Whenever you receive an order for a deck installation, your customer probably has some pretty lofty expectations. Often, they’ll assume that you’re able to install a deck with little to no gap between the boards, and that once the deck is installed, the boards will stay in place exactly where you fasten them, as if by magic. As a woodworker, you know that this expectation isn’t completely realistic. You have to break it to your inexperienced customer as gently as possible that wood, as an organic product, will always have a tendency to move.
But how do you space your decking to allow for as little noticeable movement as possible? That depends on a number of factors. In the following three-part series of articles, we’ll explore in depth some of the considerations you’ll need to keep in mind when it comes to spacing your decking boards.

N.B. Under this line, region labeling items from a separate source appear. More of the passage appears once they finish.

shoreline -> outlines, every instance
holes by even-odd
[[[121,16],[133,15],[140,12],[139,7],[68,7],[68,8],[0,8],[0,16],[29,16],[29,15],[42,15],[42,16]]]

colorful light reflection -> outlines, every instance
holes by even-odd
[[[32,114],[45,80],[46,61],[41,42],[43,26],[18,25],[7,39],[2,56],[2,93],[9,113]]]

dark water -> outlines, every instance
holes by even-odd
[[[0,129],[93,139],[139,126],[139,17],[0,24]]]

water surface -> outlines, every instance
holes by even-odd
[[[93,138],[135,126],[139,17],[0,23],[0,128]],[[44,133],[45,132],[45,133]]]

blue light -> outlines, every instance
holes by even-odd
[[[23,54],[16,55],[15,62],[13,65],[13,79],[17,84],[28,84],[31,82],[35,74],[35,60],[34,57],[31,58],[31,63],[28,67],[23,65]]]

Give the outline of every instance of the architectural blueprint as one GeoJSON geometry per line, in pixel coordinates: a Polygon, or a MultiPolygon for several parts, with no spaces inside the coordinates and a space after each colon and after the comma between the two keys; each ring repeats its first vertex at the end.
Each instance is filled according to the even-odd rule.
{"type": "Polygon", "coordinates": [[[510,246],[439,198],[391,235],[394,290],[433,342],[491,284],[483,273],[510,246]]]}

Consider the Species of Wood You’re Using
Not all species of wood will tend to move in the same way and at the same rate. Tropical wood species, such as Ipe, Cumaru, Jatoba, and Teak, all tend to be quite stable when it comes to not experiencing much wood movement. Some domestic species tend to be less stable and may move more dramatically over time and throughout the course of a year. This is one of the main reasons why tropical decking is so popular and recommended by experts for decking projects.
If you have a question about the stability of a species of wood and you want to find out how much you can expect it to move, you could consider getting a wood shrinkage calculator app on your phone. There are a number of good woodworking apps out there that include shrinkage calculators, such as those found here. You can type in the species of wood you’re planning on working with as well as the size and cut of your boards. These apps include plenty of helpful general information about the different species as well as how much those species can be expected to move when transported to different locations.
Consider the Location of Your Decking Project
Speaking of locations, the final destination of your decking material is going to make a big difference in how much your wood is going to move. Some areas of the country see lots of precipitation, moisture, and humidity. Other areas tend to be relatively dry and enjoy much lower levels of humidity. The latter conditions are going to be far easier on your decking wood when it comes to how much overall movement you should expect to see in both the short and long term.
If you’re installing a deck in an area with high humidity, such as New Orleans, Jacksonville, Houston, or Seattle, you should expect a higher rate of wood movement than you would in a dry climate such as that of Phoenix, Las Vegas, Salt Lake City, or Denver. Take a look at the average yearly humidity rates and fluctuations of the area where you’re installing the deck and plan accordingly when it comes to spacing your decking boards.